- Film poster
- Directed by: Marina Razbezhkina
- Written by: Marina Razbezhkina
- Produced by: Natalia Zheltukhina
- Starring: Lyudmila Motornaya
- Cinematography: Irina Uralskaya
- Release date: 26 June 2004;
- Running time: 67 minutes
- Country: Russia
- Language: Russian

= Harvest Time (film) =

2003 film

Harvest Time (Время жатвы) is a 2004 Russian drama film directed by Marina Razbezhkina. It was entered into the 26th Moscow International Film Festival.

==Plot==
The film is set in a Chuvash village during the early 1950s.
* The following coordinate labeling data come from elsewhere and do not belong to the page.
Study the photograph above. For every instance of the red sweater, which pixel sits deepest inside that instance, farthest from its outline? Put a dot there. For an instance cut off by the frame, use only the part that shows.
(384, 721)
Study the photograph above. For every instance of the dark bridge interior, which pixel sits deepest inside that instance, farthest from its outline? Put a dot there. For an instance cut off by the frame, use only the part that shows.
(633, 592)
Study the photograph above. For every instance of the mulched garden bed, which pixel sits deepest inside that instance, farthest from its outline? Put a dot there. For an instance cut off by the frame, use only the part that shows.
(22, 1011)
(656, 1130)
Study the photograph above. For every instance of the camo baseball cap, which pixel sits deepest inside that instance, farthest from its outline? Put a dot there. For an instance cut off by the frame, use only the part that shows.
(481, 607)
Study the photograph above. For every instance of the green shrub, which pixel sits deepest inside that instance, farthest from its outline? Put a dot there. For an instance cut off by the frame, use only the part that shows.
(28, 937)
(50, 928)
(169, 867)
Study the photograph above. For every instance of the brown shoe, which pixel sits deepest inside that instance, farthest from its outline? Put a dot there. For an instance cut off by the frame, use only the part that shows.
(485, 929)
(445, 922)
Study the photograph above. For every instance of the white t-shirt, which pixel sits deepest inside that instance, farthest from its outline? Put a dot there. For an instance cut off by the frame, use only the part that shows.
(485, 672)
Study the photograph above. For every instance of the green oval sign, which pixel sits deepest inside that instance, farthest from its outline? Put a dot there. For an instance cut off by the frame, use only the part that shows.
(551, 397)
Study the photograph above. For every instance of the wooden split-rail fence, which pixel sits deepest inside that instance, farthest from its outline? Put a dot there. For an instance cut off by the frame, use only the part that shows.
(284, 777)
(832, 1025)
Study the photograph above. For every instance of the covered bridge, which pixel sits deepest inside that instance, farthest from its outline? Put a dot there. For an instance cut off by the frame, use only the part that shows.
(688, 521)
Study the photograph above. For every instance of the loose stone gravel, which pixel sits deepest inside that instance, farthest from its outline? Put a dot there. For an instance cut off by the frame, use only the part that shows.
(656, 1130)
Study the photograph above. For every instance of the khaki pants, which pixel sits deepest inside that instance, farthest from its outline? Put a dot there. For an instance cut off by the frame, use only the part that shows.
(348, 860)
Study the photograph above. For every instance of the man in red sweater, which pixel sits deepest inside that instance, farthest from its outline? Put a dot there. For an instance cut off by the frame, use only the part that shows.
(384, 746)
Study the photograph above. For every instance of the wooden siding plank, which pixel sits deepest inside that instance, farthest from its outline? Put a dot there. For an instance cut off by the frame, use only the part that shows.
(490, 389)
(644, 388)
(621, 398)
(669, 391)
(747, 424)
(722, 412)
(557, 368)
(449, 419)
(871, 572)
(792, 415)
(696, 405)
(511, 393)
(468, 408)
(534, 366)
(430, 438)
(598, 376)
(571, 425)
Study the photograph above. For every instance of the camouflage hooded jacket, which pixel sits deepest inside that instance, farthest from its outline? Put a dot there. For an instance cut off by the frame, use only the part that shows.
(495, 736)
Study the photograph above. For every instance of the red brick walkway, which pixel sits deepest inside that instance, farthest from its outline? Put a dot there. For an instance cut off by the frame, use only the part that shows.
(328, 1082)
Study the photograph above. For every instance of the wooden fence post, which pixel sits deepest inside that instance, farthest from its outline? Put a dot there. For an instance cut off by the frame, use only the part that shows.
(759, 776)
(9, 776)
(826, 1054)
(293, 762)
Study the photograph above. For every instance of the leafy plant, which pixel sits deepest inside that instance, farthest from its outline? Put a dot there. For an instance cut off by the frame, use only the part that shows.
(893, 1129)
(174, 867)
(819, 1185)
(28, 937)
Antonina Guseva lives with her husband Gennadiy, a disabled war veteran, and two young sons, Vanya and Kolya. Narration (voice-over) is on behalf of Kolya. Antonina is the best combine operator of the district, and she is awarded with a transferable Red Banner (instead of the calico piece she desired). Mice spoil the banner, and Antonina has to not only continuously repair it, but also to win again in the Socialist emulation, so that the banner remains with her and the authorities do not notice the consequences of "diversionist activities" by the mice. Gennadiy becomes a drunkard and passes away.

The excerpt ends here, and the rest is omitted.